A handmade clubSandwich for multi-site trials

James E. Pustejovsky

I’m just back from the Society for Research on Educational Effectiveness meetings, where I presented work on small-sample corrections for cluster-robust variance estimators in two-stage least squares models, which I’ve implemented in the clubSandwich R package. Here’s my presentation. So I had “clubSandwich” estimators on the brain when a colleague asked me about whether the methods were implemented in SAS.

The short answer is “no.”

The moderately longer answer is “not unless we can find funding to pay someone who knows how to program properly in SAS.” However, for the specific model that my colleague was interested in, it turns out that the small-sample corrections implemented in clubSandwich can be expressed in closed form, and they’re simple enough that they could easily be hand-calculated. I’ll sketch out the calculations in the remainder of this post.

A multi-site trial

Consider a multi-site trial conducted across $J$ sites, which we take as a sample from a larger super-population of sites. Each site consists of $n_{j}$ units, of which $p_{j} n_{j}$ are randomized to treatment and the remainder $(1 - p_{j}) n_{j}$ are randomized to control. For each unit $i$ in each site $j$ , we have an outcome $y_{i j}$ and a treatment indicator $t_{i j}$ .

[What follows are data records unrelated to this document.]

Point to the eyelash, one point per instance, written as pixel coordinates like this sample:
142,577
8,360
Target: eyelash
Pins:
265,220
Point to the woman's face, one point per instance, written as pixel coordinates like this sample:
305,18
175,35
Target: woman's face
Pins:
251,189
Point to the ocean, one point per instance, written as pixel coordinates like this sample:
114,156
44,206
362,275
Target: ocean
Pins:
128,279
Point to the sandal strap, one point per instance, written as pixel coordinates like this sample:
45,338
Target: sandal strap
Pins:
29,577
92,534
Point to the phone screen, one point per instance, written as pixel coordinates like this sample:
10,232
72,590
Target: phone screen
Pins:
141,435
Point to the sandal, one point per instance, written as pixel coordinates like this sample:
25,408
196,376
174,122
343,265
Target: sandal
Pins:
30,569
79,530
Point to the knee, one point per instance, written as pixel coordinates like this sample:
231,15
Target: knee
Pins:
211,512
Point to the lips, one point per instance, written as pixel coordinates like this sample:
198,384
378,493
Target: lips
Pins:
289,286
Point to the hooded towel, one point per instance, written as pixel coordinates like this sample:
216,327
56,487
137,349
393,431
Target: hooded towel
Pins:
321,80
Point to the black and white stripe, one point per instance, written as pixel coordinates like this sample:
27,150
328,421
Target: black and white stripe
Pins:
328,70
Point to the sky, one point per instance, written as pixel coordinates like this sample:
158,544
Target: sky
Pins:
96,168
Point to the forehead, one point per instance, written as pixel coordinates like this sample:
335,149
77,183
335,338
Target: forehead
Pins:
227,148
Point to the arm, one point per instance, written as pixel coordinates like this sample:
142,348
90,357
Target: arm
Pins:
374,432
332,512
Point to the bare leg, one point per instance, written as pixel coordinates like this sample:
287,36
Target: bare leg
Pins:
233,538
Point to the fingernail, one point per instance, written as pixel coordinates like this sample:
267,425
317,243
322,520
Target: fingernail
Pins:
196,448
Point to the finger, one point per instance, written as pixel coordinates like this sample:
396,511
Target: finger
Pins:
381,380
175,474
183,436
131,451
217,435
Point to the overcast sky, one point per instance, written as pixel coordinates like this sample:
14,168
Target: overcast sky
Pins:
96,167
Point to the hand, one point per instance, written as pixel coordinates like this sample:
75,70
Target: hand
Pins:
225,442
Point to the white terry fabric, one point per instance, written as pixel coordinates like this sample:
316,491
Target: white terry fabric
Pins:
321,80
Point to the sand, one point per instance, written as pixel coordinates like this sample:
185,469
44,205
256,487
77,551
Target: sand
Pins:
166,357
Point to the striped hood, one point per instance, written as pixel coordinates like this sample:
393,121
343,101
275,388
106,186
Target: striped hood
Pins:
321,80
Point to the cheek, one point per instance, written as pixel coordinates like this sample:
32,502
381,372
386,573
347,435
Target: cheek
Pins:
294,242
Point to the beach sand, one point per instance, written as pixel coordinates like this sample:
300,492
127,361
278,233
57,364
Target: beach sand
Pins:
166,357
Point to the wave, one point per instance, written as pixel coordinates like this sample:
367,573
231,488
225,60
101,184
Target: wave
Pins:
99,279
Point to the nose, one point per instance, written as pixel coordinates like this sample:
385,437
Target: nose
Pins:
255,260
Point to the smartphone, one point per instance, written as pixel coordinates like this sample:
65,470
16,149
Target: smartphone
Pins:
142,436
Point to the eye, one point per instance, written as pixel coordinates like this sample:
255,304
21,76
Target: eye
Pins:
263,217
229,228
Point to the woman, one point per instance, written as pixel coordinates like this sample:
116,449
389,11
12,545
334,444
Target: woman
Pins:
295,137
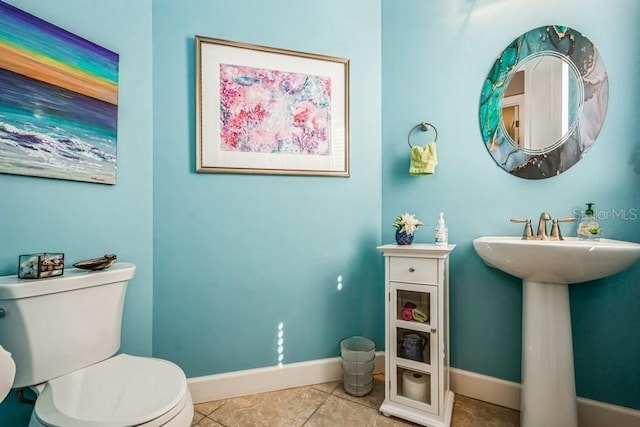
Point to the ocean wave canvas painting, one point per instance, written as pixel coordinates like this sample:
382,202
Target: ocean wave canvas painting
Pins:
58,102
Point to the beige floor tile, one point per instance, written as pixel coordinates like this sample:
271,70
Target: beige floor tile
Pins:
329,405
468,412
327,387
196,418
208,407
286,408
372,400
207,422
336,411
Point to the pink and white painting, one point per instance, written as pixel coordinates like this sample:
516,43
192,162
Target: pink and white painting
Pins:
272,111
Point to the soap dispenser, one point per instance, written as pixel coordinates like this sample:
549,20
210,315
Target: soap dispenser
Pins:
589,228
442,233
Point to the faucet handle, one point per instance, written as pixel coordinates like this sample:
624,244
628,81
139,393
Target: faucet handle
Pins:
527,233
566,219
556,234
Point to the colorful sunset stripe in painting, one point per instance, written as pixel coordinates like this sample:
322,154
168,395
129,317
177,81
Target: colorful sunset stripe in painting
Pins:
58,102
271,111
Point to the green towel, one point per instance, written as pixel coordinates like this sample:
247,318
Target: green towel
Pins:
423,159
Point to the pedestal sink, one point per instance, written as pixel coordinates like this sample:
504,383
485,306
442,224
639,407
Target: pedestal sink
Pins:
546,267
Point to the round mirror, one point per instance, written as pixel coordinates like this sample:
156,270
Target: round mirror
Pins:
543,102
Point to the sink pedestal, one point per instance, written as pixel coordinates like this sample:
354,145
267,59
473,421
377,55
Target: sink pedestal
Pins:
548,395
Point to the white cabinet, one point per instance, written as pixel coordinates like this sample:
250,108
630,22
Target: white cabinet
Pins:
417,333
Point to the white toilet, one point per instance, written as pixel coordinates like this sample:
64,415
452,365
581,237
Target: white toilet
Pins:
62,333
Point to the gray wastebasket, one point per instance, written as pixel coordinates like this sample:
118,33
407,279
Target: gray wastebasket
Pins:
358,361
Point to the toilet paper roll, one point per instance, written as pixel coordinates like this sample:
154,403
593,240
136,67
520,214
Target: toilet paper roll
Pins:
415,386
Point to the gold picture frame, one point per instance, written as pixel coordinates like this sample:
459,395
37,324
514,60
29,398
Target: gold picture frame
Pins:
263,110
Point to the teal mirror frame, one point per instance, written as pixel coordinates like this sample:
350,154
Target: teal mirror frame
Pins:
577,50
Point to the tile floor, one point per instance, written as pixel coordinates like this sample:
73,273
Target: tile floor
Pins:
328,405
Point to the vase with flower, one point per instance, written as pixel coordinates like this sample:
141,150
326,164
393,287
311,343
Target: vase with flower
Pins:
405,226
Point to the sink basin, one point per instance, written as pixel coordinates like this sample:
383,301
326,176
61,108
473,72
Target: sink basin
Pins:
571,260
547,267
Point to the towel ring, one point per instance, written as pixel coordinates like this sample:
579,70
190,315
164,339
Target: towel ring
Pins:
424,126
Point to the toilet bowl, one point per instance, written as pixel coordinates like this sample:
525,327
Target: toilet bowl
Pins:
7,372
121,391
63,334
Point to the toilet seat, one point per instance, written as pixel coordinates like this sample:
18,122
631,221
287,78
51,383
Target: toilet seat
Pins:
121,391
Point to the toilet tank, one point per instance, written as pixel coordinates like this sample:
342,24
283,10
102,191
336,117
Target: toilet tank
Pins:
58,325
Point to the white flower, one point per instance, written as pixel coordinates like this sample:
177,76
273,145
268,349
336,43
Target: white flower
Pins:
407,223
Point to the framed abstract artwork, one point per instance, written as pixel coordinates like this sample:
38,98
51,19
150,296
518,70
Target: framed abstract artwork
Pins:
264,110
58,102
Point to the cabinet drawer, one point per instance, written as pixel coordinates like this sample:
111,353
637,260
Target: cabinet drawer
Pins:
416,270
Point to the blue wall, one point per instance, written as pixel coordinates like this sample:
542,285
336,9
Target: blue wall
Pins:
223,259
435,57
236,255
86,220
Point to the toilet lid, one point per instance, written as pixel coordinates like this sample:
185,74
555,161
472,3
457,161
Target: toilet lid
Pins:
7,372
121,391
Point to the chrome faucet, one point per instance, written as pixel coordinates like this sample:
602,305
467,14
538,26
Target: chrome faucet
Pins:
542,226
556,234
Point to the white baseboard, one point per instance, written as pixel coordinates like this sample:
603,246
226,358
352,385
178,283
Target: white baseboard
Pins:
591,413
261,380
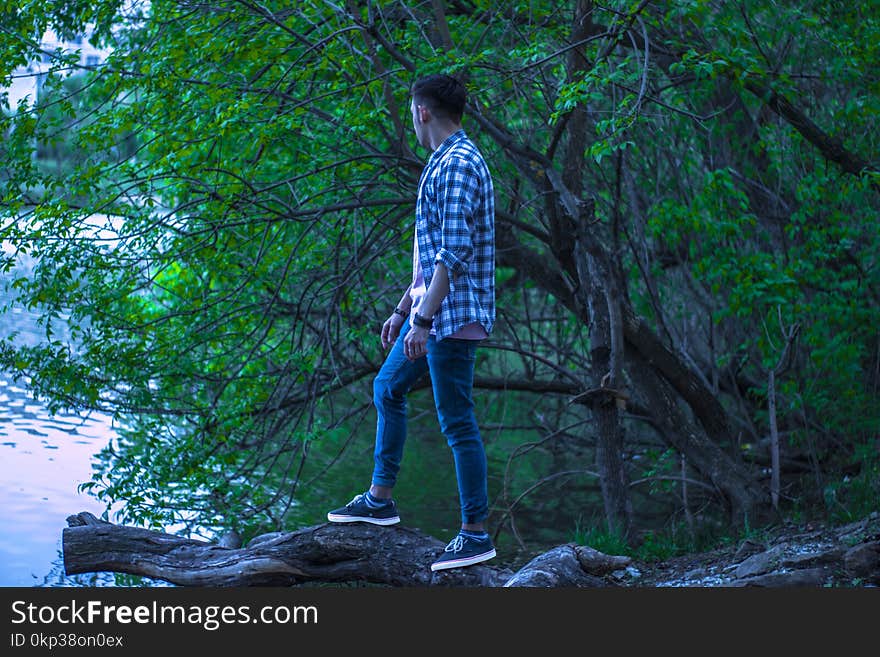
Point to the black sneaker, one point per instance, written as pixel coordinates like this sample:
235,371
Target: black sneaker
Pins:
359,511
465,550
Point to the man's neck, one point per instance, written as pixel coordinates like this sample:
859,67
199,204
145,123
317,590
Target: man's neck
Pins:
443,133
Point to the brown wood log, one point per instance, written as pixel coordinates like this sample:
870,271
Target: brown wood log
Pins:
328,553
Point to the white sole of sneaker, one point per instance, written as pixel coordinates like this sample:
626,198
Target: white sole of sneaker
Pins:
372,521
467,561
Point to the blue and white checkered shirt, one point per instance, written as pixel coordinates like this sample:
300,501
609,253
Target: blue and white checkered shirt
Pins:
455,225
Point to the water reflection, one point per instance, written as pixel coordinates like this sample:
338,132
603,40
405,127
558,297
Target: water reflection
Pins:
43,459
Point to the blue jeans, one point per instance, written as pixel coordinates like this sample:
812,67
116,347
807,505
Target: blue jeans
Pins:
450,363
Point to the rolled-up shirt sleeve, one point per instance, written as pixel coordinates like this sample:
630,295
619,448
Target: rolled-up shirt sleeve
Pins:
460,187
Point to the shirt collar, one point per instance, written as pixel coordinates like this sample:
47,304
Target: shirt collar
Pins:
447,143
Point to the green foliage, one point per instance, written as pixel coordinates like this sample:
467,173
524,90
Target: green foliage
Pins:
221,217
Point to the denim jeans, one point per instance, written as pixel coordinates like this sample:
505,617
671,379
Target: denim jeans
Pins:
450,363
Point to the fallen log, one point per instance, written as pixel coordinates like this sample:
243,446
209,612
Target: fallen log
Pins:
328,553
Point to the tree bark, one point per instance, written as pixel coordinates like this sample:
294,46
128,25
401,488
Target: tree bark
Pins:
328,553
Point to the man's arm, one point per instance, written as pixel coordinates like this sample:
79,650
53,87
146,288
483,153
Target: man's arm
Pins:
416,341
391,327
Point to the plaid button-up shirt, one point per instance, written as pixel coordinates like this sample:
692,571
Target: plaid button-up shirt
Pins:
455,225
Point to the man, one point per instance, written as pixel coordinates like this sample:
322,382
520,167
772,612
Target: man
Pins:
448,308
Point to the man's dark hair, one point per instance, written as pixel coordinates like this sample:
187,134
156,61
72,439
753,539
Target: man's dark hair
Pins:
444,95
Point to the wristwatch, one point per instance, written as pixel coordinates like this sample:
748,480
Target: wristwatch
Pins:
422,322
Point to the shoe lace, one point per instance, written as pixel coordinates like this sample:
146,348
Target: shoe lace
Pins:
456,544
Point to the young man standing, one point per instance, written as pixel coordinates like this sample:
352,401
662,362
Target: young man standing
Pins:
447,309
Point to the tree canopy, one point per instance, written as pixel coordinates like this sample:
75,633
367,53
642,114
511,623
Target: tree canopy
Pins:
688,288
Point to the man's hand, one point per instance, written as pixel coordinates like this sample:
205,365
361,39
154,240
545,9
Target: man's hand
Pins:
391,329
415,344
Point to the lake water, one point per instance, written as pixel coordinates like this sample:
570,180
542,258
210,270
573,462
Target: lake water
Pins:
43,459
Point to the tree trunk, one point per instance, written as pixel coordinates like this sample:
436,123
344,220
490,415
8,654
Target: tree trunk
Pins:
328,553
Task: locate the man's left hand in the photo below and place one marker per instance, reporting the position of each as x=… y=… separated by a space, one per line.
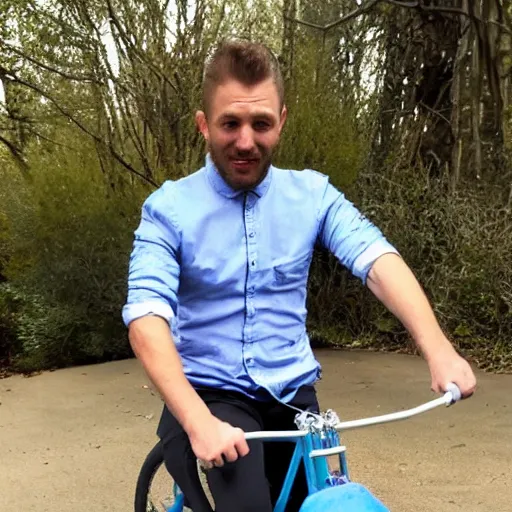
x=447 y=366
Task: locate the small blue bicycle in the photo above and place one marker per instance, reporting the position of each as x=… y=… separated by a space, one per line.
x=317 y=445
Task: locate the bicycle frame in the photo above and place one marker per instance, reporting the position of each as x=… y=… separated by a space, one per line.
x=313 y=447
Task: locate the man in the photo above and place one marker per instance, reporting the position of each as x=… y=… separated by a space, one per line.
x=217 y=291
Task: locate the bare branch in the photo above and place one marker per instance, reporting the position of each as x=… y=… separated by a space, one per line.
x=69 y=76
x=363 y=9
x=82 y=127
x=324 y=28
x=15 y=152
x=117 y=24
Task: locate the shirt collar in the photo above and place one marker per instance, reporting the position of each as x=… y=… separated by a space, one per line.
x=218 y=183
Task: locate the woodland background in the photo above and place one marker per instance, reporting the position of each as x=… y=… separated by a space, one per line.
x=405 y=104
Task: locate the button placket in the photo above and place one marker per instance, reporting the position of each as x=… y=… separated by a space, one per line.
x=252 y=265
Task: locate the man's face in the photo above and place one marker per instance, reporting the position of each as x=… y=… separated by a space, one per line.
x=242 y=128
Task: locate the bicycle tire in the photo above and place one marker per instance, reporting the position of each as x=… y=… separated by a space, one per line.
x=150 y=466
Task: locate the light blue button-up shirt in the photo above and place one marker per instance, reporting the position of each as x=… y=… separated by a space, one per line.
x=228 y=269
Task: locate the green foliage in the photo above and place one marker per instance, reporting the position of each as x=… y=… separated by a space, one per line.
x=70 y=258
x=458 y=245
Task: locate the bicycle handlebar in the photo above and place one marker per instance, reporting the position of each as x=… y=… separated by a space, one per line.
x=451 y=396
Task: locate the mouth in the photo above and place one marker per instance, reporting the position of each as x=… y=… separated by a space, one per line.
x=244 y=164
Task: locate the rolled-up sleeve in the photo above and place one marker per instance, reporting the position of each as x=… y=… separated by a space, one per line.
x=153 y=276
x=349 y=235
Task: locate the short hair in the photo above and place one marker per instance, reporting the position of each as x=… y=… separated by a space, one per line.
x=247 y=62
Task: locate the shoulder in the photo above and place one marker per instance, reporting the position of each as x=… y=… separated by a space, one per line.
x=308 y=180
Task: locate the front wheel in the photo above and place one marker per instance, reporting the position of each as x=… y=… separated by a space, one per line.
x=156 y=491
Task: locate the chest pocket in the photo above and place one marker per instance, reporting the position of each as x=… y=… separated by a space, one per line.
x=292 y=271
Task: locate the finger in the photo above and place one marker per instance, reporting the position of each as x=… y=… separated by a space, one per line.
x=231 y=454
x=242 y=447
x=218 y=462
x=206 y=465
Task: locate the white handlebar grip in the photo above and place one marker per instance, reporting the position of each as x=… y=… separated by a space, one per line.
x=455 y=391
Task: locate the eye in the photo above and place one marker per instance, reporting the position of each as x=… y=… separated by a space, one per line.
x=262 y=126
x=230 y=125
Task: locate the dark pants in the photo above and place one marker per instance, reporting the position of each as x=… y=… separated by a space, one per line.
x=253 y=482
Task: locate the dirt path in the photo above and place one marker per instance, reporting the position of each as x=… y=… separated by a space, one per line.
x=73 y=440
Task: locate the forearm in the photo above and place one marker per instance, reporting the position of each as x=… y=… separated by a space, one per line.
x=394 y=284
x=152 y=343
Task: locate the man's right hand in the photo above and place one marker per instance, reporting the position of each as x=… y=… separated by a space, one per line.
x=214 y=441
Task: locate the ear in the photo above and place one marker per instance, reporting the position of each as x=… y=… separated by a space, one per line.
x=202 y=124
x=284 y=114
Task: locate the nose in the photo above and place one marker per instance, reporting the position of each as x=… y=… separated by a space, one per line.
x=245 y=139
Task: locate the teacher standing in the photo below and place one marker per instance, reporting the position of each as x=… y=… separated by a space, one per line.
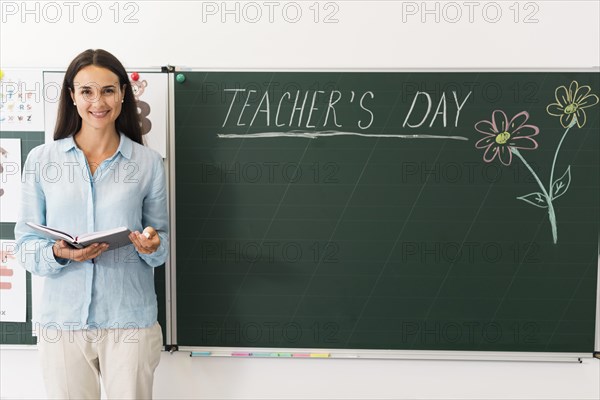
x=98 y=315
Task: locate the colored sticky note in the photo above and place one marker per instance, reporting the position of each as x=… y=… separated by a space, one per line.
x=200 y=353
x=265 y=354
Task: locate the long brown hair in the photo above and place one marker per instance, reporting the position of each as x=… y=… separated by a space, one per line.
x=69 y=122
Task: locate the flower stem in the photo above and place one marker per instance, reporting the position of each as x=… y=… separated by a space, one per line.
x=556 y=154
x=551 y=213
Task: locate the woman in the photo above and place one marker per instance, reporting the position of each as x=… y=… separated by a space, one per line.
x=99 y=309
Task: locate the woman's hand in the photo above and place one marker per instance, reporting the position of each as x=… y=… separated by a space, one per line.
x=62 y=249
x=147 y=242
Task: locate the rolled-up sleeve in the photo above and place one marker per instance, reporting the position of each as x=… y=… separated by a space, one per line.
x=155 y=214
x=33 y=251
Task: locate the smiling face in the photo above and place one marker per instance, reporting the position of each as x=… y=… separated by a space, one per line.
x=98 y=97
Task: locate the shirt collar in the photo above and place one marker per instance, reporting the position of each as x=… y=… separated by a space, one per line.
x=125 y=145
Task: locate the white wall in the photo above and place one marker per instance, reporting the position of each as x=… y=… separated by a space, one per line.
x=367 y=34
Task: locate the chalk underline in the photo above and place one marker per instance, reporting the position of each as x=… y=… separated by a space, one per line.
x=316 y=135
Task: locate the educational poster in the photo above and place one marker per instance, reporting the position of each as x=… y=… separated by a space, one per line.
x=21 y=100
x=10 y=179
x=151 y=93
x=13 y=296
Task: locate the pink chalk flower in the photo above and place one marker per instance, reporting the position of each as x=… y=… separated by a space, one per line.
x=501 y=135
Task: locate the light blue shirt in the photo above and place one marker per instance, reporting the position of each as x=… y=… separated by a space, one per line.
x=128 y=189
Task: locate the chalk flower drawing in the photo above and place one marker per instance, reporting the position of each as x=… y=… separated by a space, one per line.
x=570 y=104
x=504 y=137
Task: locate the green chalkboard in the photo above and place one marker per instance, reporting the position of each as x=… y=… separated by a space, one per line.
x=387 y=210
x=16 y=332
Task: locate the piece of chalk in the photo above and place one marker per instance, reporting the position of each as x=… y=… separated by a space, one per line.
x=265 y=355
x=200 y=353
x=149 y=232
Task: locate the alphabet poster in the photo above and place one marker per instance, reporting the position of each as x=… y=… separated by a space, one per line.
x=10 y=179
x=21 y=100
x=13 y=296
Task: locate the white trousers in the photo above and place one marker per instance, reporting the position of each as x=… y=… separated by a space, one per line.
x=125 y=359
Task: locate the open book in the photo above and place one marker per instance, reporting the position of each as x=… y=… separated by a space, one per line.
x=115 y=238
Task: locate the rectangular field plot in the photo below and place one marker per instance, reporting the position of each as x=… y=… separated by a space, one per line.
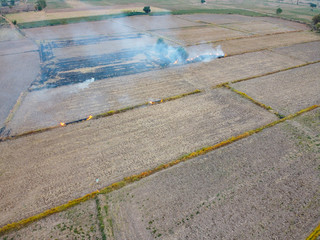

A conventional approach to estimating the overall average impact in this setting is to use a model with a treatment indicator and fixed effects for each site: $y_{i j} = β_{j} + δ t_{i j} + e_{i j}$ and then to cluster the standard errors by site. Clustering by site makes sense here if (and only if) we’re interested in generalizing to the super-population of sites.

Let ${\hat{δ}}_{j}$ denote the impact estimate from site $j$ , calculated as the difference in means between treated and untreated units at site $j$ : ${\hat{δ}}_{j} = \frac{1}{n_{j} p_{j}} (\sum_{i = 1}^{n_{j}} t_{i j} y_{i j}) - \frac{1}{n_{j} (1 - p_{j})} (\sum_{i = 1}^{n_{j}} (1 - t_{i j}) y_{i j}) .$ for $j = 1, . ., J$ . The overall impact estimate here is a precision-weighted average of the site-specific impacts: $\hat{δ} = \frac{1}{W} \sum_{j = 1}^{J} w_{j} {\hat{δ}}_{j},$ where $w_{j} = n_{j} p_{j} (1 - p_{j})$ and $W = \sum_{j} w_{j}$ .

Sandwich estimators

The conventional clustered variance estimator (or sandwich estimator) for $\hat{δ}$ is a simple function of the (weighted) sample variance of the site-specific effects. It can be calculated directly as: $V^{C R 0} = \frac{1}{W^{2}} \sum_{j = 1}^{J} w_{j}^{2} {({\hat{δ}}_{j} - \hat{δ})}^{2} .$ Under a conventional random effects model for the $δ_{j}$ s, this estimator has a downward bias in finite samples.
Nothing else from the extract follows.